Replying to myself from above, I’m aware that what I’m saying now is a weaker statement than I made previously. I guess I’m arguing that “platform independent distribution format” is a little more important than “source archive”, but I don’t see why both can’t be achieved. In the case of Cython, for example, why not just ship both the cython source and the generated C in the sdist?

ncoghlan · July 12, 2020, 3:09am

Right, for things like Cython, the sdists should always include the input files no matter what, so the question is then whether to declare a build dependency on Cython or to include pre-generated Cython output in the sdist.

Historically, the lack of automatically created build environments meant that the latter option was almost always more convenient for end users, at the cost of potential future compatibility issues with Python C API changes that require regeneration of Cython output with a newer version of Cython.

Now, though, there’s the middle ground of using pyproject.toml to declare a build dependency on the cython PyPI package, which should give the best of both worlds: future builds can benefit from Cython level performance improvements and compatibility updates without needing to update the project itself, but end users won’t need to pre install Cython globally either.

pf_moore · July 12, 2020, 8:36am

Aren’t you contradicting yourself here? Cython-generated code definitely constitutes one of the results of a platform independent part of the build pipeline being executed… (and see this post from cython’s author for further arguments in favour of shipping cython-generated files).

Regardless, we’ve just circled back to the point I made earlier, that it may depend on what you consider “necessary to build” - and that’s not something we should try to mandate.

ncoghlan · July 12, 2020, 5:40pm

There are differences between “What’s acceptable to include in an sdist” and “What’s desirable to include in an sdist”, and the big downside of including the output of a code generator like Cython is that the only way to update the default build output is to update the sdist.

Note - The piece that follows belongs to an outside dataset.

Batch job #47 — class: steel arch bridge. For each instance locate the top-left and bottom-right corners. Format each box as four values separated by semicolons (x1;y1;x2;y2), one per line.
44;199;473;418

There are projects on PyPI that can’t be installed on 3.7 or later due to this,as their latest sdist release was built on Python 3.6 with a version of Cython that generated code that accessed private or deprecated C APIs that have since been removed.

The right trade-off to make will vary by project, though, so at the ecosystem level we want to continue to allow both approaches.

brettcannon · July 14, 2020, 12:51am

And this is what sdists are to me: whatever is required to build a wheel.

ofek · July 14, 2020, 1:41am

I share this conception.

As an example, for coincurve I ship the (often updated) pinned version of a C library so build systems don’t require network access.

steve.dower · July 15, 2020, 7:41am

Add to this “and meet the distribution requirements of any included third party code” and I’m happy to support it.